Taipei: Taiwan Tuesday urged the United States to sell the island F16 fighter jets to ensure its security, as a senior American envoy said a deal could not be ruled out during the Barack Obama administration.
Taiwanese President Ma Ying-jeou made the case for the aircraft in a meeting with Raymond Burghardt, a top US policy maker on Taiwan, amid growing concern here that the balance of power with China is shifting in the mainland’s favour.
“Taiwan wishes to acquire the F16 C/D fighter jets as soon as possible to replace its aging F5 fleet and ensure its aerial safety,” a presidential statement quoted Ma as saying.
Burghardt, chairman of the Washington-based American Institute in Taiwan, later said a sale of F16s might take place during the current US administration.
“It hasn’t been ruled out,” he told reporters.
Burghardt, who is on a five-day visit to Taiwan, said his local interlocutors repeatedly brought up weapons sales.
“The issue of arms sales, and specifically of F16s, was definitely raised quite seriously by nearly everybody I met with,” he said.
Taiwan’s relations with China have warmed since Beijing-friendly Ma became president in May last year, but apprehension about the growing might of the mainland still lingers.
“Taiwan has its list of items it wants to buy… and this is pushed with the same kind of urgency, the same kind of seriousness that it always has been. I really have not seen a difference,” Burghardt said.
Taiwan frequently cites the missile threat from China as a source of insecurity.
The most recent Taiwanese estimate is that China has an inventory of 1,500 ballistic and cruise missiles, the majority of which are pointed towards the island.

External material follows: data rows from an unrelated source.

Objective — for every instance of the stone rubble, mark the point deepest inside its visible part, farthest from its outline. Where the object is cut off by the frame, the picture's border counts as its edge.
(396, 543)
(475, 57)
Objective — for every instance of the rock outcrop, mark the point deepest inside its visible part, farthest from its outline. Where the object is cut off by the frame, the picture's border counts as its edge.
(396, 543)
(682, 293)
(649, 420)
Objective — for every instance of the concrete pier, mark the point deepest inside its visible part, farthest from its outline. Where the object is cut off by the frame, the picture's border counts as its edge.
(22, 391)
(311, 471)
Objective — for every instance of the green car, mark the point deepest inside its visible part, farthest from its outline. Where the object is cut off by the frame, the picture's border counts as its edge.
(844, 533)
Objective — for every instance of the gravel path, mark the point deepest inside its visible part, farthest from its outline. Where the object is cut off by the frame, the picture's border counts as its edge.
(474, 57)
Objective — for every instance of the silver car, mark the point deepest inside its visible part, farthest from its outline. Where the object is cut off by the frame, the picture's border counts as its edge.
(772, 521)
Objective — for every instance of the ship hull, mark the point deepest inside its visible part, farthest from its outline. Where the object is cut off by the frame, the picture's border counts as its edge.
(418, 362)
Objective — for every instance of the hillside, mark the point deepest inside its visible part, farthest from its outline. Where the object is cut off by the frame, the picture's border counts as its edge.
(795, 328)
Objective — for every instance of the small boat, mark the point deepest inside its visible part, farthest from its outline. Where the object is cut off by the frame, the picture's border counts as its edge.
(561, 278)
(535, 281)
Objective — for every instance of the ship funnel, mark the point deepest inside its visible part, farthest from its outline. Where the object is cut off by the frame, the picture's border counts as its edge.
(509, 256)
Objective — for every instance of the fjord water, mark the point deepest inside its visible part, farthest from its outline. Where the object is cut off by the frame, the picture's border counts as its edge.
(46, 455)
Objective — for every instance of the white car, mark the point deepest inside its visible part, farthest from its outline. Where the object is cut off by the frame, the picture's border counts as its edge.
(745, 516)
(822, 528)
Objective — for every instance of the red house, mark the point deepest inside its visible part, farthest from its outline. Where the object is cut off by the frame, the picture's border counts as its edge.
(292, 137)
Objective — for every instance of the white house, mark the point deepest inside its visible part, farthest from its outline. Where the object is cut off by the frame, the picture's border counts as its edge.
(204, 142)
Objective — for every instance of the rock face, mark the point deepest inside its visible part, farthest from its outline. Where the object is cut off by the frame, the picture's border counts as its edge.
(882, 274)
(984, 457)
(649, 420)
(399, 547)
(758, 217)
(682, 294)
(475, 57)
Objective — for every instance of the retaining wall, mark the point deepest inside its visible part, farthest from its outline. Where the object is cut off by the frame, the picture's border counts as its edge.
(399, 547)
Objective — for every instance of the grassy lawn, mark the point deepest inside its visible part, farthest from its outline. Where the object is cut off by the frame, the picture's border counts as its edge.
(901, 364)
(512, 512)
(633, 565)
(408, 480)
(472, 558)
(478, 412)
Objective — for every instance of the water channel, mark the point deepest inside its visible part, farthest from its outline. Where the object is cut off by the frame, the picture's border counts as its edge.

“The number (of missiles) continues to grow. It’s hard to have a good explanation of it. It’s a form of threat. It’s one way to look at it. And I would say that yes, of course they should remove the missiles,” Burghardt said.
Burghardt’s institute has handled unofficial ties with Taiwan since Washington switched diplomatic recognition from Taipei to Beijing in 1979.
In the 30 years since, the United States has remained a leading arms supplier to the self-ruled island.
Taiwan applied to the US government to buy 66 F-16 fighters in early 2007, but observers say Washington has held up the deal for fear of angering Beijing.
China opposes any arms sales to Taiwan, which it regards as part of its territory awaiting reunification, by force if necessary, even though the two sides have been split since the end of a civil war in 1949.